The requirement to retrospectively account for those adjustments is eliminated by the amendments in Accounting Standards Update No. 2015-16, Business Combinations (Topic 805): Simplifying the Accounting for Measurement-Period Adjustments.
Stakeholders told FASB that the requirement to retrospectively apply these adjustments added cost and complexity to financial reporting without significantly improving the information available to financial statement users.
The amendments require:
- An acquirer to recognize adjustments to provisional amounts identified during the measurement period in the reporting period in which the adjustment amounts are determined.
- An acquirer to record, in the same period’s financial statements, the effect on earnings of changes in depreciation, amortization, or other income effects resulting from the change to the provisional amounts. This effect is required to be calculated as if the accounting had been completed at the acquisition date.
- An entity to present separately on the face of the income statement or disclose in the notes the portion of the amount recorded in current-period earnings by line item that would have been recorded in previous reporting periods if the adjustment to the provisional amounts had been recognized as of the acquisition date.
For public business entities, the amendments take effect for fiscal years beginning after Dec. 15, 2015, including interim periods within those fiscal years. All other entities are required to apply the new requirements for fiscal years beginning after Dec. 15, 2016, and interim periods within fiscal years beginning after Dec. 15, 2017.

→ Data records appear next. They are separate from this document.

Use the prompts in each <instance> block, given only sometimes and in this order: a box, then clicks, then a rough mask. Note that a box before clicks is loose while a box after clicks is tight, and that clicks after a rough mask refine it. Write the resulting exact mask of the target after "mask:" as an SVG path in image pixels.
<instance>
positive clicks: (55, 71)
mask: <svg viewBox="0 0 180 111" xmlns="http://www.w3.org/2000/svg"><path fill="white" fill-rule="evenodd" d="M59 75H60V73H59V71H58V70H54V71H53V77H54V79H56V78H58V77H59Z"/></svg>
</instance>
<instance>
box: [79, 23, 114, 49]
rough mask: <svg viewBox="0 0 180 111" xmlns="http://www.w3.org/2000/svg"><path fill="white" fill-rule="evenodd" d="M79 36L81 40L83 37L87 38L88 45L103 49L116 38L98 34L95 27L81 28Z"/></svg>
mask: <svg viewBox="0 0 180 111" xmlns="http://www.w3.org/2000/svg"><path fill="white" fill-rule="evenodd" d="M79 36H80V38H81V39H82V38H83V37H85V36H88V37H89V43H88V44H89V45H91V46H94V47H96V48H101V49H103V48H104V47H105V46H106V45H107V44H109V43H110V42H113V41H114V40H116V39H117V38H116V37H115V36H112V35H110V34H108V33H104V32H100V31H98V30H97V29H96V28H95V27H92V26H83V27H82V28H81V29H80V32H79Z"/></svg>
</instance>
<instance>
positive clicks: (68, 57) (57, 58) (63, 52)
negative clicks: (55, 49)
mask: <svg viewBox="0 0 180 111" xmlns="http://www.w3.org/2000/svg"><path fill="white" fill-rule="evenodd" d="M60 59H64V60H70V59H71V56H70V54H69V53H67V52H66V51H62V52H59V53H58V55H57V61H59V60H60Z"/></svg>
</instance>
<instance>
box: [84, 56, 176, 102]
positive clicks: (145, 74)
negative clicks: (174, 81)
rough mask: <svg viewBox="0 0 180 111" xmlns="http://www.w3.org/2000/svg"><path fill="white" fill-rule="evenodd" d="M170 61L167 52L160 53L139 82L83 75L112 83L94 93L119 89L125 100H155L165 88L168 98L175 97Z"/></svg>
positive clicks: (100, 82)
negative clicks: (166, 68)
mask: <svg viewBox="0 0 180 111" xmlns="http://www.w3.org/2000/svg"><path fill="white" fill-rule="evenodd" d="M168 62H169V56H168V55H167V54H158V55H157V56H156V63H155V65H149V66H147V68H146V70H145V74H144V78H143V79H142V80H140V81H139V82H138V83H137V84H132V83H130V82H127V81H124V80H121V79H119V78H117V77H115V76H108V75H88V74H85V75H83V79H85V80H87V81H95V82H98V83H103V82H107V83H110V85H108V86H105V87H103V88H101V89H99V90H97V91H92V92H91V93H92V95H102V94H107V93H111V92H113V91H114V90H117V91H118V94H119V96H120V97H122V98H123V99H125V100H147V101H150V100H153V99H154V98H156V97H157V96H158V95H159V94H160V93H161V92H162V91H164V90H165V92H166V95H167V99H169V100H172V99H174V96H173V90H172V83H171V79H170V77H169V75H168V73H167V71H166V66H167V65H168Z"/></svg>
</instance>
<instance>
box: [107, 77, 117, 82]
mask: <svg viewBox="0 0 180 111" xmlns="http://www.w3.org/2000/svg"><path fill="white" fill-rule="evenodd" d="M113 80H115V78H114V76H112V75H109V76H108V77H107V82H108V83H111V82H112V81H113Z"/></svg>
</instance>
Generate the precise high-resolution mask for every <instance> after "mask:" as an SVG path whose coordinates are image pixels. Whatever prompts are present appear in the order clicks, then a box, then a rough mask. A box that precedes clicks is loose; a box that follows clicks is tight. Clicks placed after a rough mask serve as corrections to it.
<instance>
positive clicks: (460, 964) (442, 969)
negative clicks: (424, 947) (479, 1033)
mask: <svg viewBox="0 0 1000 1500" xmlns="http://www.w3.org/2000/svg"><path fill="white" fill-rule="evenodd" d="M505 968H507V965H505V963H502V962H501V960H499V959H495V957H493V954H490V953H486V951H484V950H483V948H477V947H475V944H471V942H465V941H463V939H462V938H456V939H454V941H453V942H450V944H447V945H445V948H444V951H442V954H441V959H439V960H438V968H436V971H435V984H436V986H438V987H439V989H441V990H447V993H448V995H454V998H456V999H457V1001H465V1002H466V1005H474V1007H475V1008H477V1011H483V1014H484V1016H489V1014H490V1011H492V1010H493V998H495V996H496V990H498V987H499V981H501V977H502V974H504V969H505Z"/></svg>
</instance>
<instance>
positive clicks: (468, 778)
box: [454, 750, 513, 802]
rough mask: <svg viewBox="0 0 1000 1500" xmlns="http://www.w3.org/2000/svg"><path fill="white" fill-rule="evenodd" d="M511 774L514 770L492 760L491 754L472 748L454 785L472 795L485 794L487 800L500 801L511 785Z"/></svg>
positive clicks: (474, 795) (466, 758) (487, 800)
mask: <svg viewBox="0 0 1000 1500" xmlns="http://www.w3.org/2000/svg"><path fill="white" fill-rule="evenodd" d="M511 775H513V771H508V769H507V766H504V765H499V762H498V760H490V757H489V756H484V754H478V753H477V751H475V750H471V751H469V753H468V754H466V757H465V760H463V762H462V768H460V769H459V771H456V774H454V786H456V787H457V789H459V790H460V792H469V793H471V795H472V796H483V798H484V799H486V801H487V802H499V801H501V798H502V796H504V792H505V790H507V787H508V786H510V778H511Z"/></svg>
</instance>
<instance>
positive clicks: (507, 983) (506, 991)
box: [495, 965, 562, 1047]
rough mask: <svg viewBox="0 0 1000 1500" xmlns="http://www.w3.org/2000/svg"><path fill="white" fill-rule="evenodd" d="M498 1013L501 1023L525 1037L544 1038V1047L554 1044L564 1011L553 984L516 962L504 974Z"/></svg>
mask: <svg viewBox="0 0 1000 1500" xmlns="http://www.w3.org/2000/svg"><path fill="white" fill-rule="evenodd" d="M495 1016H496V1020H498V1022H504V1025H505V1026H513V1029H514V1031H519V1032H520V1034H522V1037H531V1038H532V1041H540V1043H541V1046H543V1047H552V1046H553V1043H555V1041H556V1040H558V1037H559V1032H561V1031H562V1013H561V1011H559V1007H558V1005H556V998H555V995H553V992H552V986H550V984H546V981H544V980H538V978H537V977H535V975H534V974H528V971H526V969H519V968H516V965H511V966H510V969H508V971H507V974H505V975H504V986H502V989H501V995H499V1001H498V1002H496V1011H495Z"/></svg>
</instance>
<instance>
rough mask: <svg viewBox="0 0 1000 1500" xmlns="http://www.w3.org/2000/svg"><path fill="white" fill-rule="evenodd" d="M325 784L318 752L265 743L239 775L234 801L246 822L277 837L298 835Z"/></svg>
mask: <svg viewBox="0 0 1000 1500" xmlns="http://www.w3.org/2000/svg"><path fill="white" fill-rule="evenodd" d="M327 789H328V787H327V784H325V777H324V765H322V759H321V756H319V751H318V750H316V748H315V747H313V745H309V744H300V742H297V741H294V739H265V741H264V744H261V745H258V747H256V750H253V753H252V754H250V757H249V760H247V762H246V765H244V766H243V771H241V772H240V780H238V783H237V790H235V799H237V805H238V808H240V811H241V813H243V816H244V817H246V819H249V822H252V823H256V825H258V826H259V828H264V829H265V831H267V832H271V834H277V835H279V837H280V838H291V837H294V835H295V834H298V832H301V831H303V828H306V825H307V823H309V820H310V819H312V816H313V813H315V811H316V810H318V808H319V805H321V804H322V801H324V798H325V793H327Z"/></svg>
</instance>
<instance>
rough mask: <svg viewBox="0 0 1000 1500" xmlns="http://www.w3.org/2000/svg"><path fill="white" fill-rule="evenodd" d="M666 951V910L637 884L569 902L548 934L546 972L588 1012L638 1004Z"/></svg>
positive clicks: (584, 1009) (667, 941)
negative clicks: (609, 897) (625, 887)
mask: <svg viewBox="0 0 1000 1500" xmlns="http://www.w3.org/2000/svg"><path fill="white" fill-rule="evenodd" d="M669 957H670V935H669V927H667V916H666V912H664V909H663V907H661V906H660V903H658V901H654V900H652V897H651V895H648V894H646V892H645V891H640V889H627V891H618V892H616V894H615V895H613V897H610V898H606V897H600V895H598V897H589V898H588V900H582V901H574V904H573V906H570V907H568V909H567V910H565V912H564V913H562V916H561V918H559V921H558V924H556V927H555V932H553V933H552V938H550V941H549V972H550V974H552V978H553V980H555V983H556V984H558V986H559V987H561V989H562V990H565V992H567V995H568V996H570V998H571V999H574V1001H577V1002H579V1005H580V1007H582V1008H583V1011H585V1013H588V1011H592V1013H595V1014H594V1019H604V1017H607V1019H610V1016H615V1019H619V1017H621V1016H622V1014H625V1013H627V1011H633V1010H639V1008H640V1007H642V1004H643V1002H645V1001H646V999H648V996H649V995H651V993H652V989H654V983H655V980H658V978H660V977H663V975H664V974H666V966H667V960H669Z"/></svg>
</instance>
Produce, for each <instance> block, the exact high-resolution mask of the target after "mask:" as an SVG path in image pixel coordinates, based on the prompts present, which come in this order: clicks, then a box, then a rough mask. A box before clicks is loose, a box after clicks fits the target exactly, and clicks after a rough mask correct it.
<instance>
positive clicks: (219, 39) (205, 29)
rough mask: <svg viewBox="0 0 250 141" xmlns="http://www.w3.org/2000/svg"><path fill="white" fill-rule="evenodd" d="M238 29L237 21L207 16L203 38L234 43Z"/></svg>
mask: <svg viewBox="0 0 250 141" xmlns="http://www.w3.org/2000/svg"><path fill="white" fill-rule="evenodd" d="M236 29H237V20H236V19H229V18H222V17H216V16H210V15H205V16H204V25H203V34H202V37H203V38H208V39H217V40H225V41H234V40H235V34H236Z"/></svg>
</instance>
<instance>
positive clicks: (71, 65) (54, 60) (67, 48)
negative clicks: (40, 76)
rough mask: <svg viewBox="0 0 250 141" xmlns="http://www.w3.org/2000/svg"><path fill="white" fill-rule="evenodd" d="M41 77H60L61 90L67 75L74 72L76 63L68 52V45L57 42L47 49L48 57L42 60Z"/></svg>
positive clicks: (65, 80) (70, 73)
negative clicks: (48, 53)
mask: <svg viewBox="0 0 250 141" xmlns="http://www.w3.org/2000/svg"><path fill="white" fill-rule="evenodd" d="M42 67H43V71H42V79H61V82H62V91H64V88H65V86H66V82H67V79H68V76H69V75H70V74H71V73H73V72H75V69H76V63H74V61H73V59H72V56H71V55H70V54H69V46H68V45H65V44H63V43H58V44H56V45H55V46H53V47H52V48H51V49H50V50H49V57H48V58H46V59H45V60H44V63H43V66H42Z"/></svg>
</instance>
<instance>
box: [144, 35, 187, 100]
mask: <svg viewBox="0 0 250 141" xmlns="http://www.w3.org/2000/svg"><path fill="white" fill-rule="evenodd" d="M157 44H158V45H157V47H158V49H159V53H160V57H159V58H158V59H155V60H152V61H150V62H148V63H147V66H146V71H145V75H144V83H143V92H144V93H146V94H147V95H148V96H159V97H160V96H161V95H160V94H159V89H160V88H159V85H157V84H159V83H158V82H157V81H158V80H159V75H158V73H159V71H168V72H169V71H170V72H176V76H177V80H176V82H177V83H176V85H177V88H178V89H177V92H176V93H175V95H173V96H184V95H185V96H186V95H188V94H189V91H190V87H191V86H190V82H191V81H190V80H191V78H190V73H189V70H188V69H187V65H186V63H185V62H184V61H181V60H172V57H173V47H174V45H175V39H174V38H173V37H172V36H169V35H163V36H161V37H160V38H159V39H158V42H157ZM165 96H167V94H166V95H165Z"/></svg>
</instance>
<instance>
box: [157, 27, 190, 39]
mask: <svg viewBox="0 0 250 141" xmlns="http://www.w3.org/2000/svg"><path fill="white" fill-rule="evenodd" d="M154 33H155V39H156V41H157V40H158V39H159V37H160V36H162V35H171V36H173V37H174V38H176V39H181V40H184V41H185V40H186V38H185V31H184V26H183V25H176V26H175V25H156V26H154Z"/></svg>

All entities are required to apply the amendments prospectively to adjustments to provisional amounts that occur after the effective date, with earlier application permitted for financial statements that have not been issued.
The standard is a product of FASB’s simplification initiative, which identifies areas of GAAP where cost and complexity can be reduced without sacrificing the usefulness of information provided to financial statement users.